Authored by critson on Jan 14 2021, 10:05 PM.

Details

Reviewers
foad
arsenm
Summary

Replace conditional branches with unconditional ones where the
value of SCC is known apriori.

Diff Detail

Event Timeline

critson created this revision.Jan 14 2021, 10:05 PM
critson requested review of this revision.Jan 14 2021, 10:05 PM
Herald added a project: Restricted Project. · View Herald TranscriptJan 14 2021, 10:05 PM
foad added inline comments.Jan 15 2021, 6:03 AM
llvm/lib/Target/AMDGPU/SIInsertSkips.cpp
228

I'm confused by this. Why can't you generate an unconditional branch to the early exit block from a BB that happened to have two or more successors?

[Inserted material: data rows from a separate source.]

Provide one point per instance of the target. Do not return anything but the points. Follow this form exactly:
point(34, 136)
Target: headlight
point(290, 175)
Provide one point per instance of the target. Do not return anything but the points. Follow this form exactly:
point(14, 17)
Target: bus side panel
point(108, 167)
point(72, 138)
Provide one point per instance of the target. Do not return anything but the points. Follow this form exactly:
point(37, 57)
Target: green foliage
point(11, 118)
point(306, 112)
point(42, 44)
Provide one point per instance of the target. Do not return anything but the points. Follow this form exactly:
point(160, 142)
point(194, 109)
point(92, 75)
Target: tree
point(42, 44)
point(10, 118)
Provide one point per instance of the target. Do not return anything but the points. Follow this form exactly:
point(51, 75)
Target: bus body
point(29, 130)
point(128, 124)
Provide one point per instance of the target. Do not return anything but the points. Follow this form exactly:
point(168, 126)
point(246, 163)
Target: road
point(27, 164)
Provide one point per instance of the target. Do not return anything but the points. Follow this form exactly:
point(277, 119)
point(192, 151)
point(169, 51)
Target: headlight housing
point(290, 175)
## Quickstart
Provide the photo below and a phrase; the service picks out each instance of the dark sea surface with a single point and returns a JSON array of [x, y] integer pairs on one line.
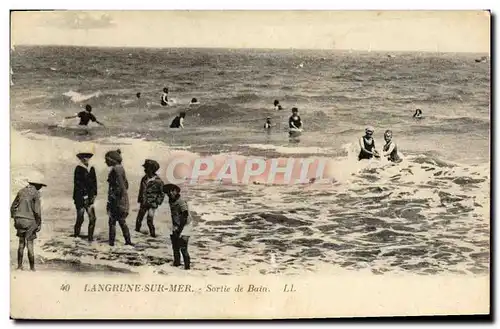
[[427, 215]]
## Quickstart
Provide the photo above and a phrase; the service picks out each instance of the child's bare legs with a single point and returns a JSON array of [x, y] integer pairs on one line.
[[31, 254]]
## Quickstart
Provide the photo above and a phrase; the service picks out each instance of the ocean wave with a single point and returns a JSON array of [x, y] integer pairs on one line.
[[423, 215]]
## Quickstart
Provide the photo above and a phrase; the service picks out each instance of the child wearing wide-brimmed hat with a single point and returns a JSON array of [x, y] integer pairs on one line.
[[118, 203], [151, 195], [182, 225], [84, 194], [27, 215]]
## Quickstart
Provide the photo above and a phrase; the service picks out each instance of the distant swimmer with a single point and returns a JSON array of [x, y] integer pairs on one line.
[[367, 144], [295, 122], [418, 114], [85, 116], [178, 121], [390, 149], [164, 97], [277, 106]]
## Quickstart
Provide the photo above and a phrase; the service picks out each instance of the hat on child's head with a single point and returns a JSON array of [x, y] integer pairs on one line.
[[171, 187], [151, 164]]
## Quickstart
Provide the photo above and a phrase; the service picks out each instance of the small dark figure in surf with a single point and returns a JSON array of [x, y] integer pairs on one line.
[[150, 197], [277, 105], [295, 122], [118, 203], [390, 149], [182, 226], [85, 116], [418, 114], [27, 215], [367, 144], [268, 124], [164, 97], [84, 194], [178, 121]]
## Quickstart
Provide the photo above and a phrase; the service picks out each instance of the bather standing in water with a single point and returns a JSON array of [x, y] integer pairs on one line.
[[390, 149], [367, 144]]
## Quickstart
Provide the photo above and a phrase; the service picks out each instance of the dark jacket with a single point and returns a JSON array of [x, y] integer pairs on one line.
[[85, 184], [118, 203], [151, 192]]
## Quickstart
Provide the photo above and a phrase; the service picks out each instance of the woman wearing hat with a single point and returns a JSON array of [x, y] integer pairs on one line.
[[118, 204], [150, 197], [27, 215], [84, 194], [367, 145]]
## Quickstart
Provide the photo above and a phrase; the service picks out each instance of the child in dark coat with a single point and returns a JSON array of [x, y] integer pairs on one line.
[[27, 215], [182, 225], [118, 203], [84, 194], [150, 197]]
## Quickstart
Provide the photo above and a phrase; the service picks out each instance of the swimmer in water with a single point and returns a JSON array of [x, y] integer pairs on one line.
[[390, 149], [367, 144], [178, 121], [164, 97], [418, 114], [277, 106], [295, 122], [85, 116]]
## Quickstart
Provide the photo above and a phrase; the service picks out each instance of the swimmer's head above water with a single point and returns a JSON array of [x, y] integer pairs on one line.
[[369, 131], [388, 135]]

llvm/test/CodeGen/AMDGPU/llvm.amdgcn.wqm.demote.ll
11

The v_cmp is dead, and so is the whole %bb.1 block. Would you need to run another MachineDCE to get rid of them?

Alternatively could we get rid of dead code at the IR level? Maybe the AMDGPU instCombineIntrinsic could spot that the argument is false and call setDoesNotReturn() on the call?

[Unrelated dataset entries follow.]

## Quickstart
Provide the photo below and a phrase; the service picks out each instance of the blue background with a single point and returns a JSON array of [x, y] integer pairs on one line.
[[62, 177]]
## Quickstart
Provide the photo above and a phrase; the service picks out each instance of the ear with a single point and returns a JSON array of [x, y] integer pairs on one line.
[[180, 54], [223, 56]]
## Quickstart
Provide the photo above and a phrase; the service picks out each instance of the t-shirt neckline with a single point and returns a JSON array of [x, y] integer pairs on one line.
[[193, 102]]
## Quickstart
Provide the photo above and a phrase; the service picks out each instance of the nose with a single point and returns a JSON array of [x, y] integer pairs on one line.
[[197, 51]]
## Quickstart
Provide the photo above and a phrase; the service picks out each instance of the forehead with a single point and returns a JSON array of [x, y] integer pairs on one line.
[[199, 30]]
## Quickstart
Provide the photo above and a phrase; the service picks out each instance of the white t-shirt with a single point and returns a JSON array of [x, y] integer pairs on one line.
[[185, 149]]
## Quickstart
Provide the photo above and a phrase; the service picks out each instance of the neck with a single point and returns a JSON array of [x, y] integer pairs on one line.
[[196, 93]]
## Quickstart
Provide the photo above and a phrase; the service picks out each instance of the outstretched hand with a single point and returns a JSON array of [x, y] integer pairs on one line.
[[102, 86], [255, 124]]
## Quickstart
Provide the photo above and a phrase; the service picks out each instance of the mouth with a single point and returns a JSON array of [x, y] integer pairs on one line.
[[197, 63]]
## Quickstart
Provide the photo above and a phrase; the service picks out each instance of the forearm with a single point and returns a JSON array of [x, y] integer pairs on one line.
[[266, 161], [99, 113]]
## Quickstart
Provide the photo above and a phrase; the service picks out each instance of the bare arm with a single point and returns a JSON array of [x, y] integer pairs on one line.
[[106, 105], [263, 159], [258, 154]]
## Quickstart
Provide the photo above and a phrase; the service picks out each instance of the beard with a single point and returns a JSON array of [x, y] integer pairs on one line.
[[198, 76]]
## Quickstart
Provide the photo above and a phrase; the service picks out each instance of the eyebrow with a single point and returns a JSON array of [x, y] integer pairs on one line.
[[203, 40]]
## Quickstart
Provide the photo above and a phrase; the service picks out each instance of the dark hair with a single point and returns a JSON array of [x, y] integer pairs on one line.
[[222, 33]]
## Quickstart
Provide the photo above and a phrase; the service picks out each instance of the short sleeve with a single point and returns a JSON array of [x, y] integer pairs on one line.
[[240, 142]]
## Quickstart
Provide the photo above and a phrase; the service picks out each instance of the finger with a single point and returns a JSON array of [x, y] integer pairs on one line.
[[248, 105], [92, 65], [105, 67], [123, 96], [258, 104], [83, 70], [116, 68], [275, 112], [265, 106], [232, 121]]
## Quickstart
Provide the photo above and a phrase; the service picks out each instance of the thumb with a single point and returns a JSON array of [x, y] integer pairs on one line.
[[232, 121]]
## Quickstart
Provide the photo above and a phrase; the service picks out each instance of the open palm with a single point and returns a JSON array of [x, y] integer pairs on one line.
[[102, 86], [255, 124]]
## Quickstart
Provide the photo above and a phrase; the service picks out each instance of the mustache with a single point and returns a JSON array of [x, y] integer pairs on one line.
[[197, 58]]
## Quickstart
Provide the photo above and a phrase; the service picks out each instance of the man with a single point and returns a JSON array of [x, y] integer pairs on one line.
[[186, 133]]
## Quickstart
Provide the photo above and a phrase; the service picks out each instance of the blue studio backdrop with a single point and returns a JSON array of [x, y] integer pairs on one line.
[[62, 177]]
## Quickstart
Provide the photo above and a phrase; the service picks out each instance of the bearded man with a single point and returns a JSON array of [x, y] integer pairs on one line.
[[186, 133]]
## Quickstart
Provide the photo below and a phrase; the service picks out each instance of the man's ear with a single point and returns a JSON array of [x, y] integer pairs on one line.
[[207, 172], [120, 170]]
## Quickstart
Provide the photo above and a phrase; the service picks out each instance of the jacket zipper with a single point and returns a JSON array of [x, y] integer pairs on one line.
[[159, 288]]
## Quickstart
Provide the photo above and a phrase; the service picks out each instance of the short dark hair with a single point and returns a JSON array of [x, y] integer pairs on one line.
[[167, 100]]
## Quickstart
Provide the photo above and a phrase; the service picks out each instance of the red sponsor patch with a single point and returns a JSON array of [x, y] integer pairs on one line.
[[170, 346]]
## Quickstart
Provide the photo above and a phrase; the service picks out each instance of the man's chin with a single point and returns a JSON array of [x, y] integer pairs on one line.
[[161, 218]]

critson updated this revision to Diff 317129.Jan 15 2021, 5:38 PM
  • Incorporate code that should have been in this patch.

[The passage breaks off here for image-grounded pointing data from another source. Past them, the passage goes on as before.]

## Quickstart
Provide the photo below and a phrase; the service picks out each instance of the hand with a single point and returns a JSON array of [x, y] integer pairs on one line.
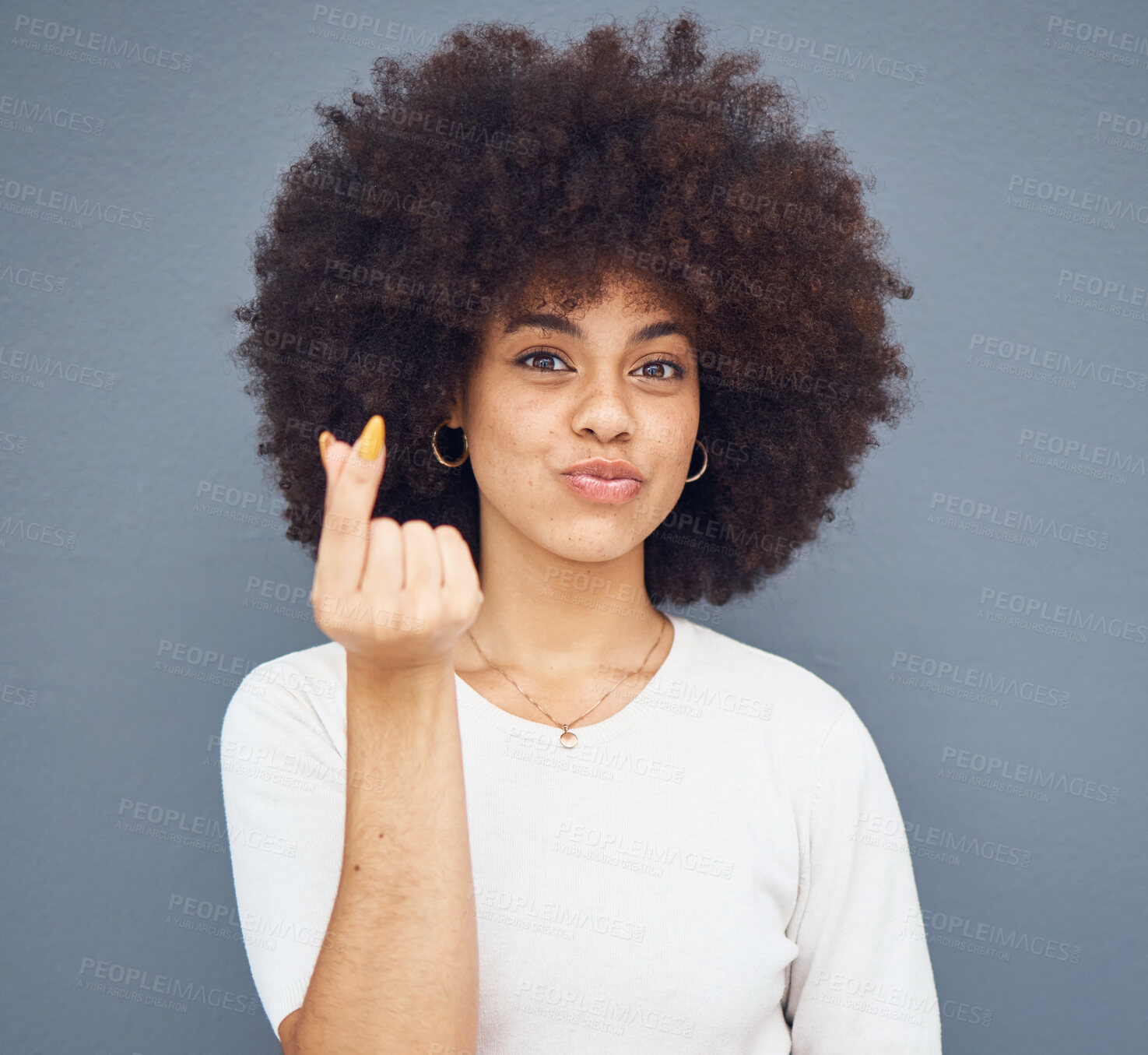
[[395, 596]]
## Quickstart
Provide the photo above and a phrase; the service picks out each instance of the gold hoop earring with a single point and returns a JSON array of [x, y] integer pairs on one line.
[[705, 462], [434, 447]]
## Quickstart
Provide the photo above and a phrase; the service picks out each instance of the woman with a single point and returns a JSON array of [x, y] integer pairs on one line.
[[613, 325]]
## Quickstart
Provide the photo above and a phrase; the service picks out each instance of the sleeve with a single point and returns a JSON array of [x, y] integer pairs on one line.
[[284, 790], [861, 982]]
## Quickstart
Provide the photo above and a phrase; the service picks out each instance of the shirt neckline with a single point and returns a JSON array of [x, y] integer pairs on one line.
[[677, 658]]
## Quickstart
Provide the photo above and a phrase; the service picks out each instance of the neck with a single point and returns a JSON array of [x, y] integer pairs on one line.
[[550, 616]]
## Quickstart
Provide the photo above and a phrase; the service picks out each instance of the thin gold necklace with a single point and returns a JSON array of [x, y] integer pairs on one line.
[[567, 738]]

I'm not sure this is the right pass for this (I've been hoping to move everything out of this pass eventually)

llvm/lib/Target/AMDGPU/SIInsertSkips.cpp
195

Comment what the point of this is

201–202

Invert and early return?

205–206

Comment for the instruction pattern

227–237

Why isn't BranchFolding handling this case?

I'm not sure this is the right pass for this (I've been hoping to move everything out of this pass eventually)

I agree, I think SIPreEmitPeephole is probably a better place for this.

llvm/lib/Target/AMDGPU/SIInsertSkips.cpp
228

I am not sure why I wrote this either.
I retested without it and could not produce any problems.

llvm/test/CodeGen/AMDGPU/llvm.amdgcn.wqm.demote.ll
11

Adding a late MachineDCE does clean up the v_cmp, but not %bb.1. I notice that in some of the other examples it returns other unreachable instructions. It might be interesting to test results of this on a large collection of shaders.

I am not sure if setting "does not return" is valid, as this will only terminate the whole shader if every lane is demoted. This is true in uniform control flow, but this intrinsic is valid in non-uniform control flow too.

critson abandoned this revision.Jan 31 2021, 6:43 PM

While the pattern this optimises for occurs a fair bit in trivial lit test code, after evaluating game shaders I can find only a handful of examples (4 in 10000 shaders).
So I do not think it is worth adding code for.